Unit 4 — routing baselines, residual post-processing, and a stable countdown
Pickup & Trip ETA Prediction
Routing (Unit 1) answers what path? This unit answers the harder question the rider actually stares at: how long will that path take, right now? The same road takes four minutes at 2 a.m. and eleven at 8:30. A great ETA sets expectations, feeds dispatch scoring, and anchors the fare — and a jittery, wrong one erodes trust faster than almost anything else in the app.
Uber frames ETA as a hybrid problem: a physical routing model produces a baseline, then a machine-learned model predicts the residual between that baseline and reality. You will build exactly that ladder — baseline → congestion model → residual post-processing → smoothed display — implementing each piece, checking it with python test.py, and unlocking the next with a deterministic checkpoint.
Sub-unit 1 of 20
The problem: predicting arrival time
Produce accurate pickup ETA (driver → rider) and trip ETA (pickup → destination), keep them current as traffic and position change, and present them as a stable countdown — all within a few milliseconds, because this is the highest-QPS prediction in the whole system.
Functional
- Estimate pickup and trip ETA for any origin/destination pair.
- Update the estimate as the driver moves and traffic shifts.
- Feed ETAs to dispatch (Unit 3), pricing (Unit 5), and matching (Unit 6).

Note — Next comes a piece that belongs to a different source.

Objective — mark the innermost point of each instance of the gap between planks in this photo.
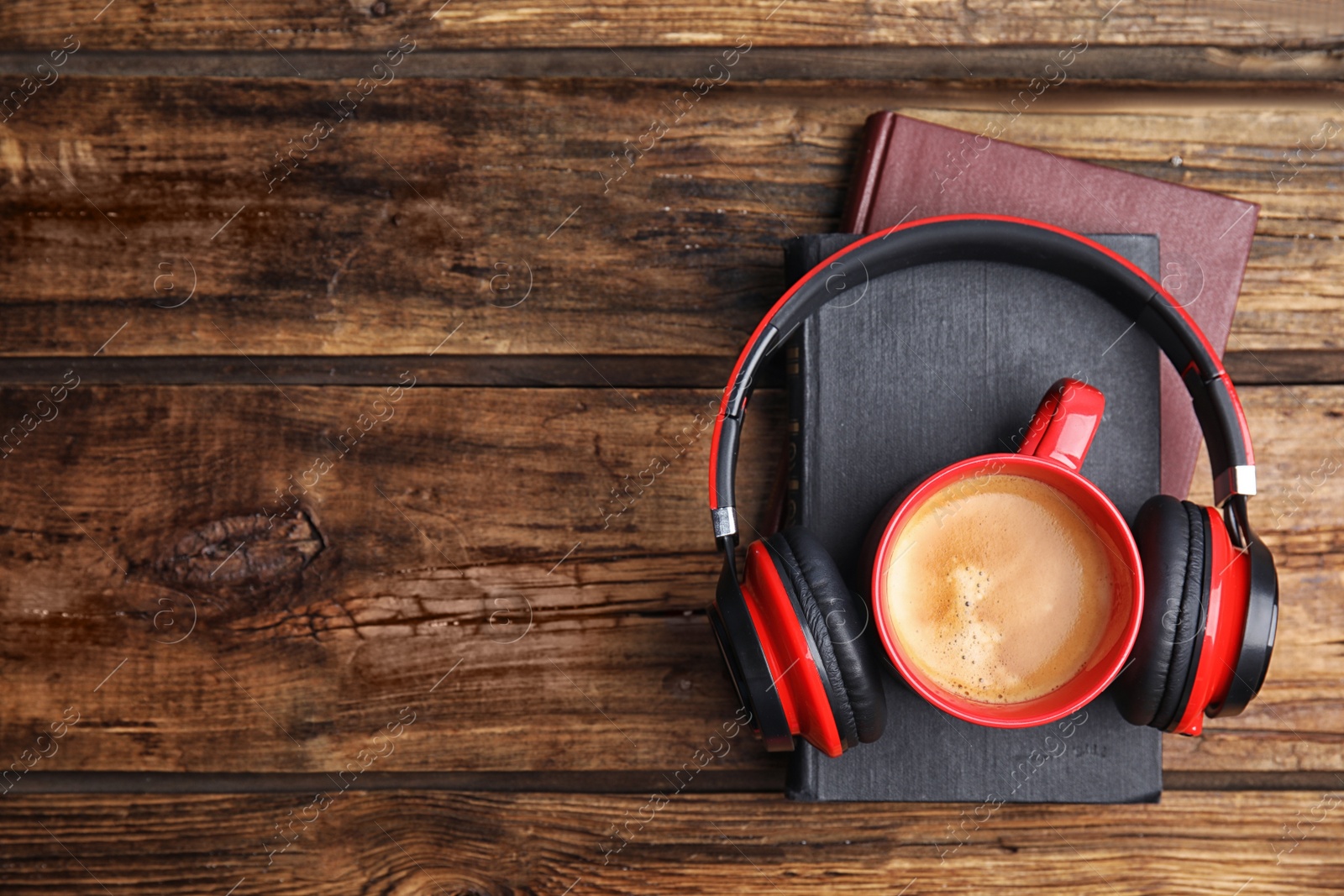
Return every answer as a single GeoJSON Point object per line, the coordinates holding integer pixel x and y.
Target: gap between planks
{"type": "Point", "coordinates": [1310, 367]}
{"type": "Point", "coordinates": [589, 782]}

- Present a smooth, non-flickering countdown to the rider.
Non-functional
- Return an ETA within a few milliseconds (highest-QPS model at Uber).
- Mean absolute error within a small fraction of true duration across the day.
- Stable display — no large jumps between refreshes.
- Continuously recalibrate from completed trips.
Constraints
- True segment speeds vary by time of day, weather, and incidents.
- Live probe data is noisy and arrives with delay.
- The exact route a driver takes is not known in advance.
- The map is a model — it cannot perfectly capture conditions on the ground.
That last constraint is the crux. As Uber's Maps team puts it, the map is not the terrain: a road graph is a model, and even a perfect shortest-path query returns an ETA conditioned on a route the rider and driver may not actually take. The entire unit is about closing the gap between the graph's answer and the real world.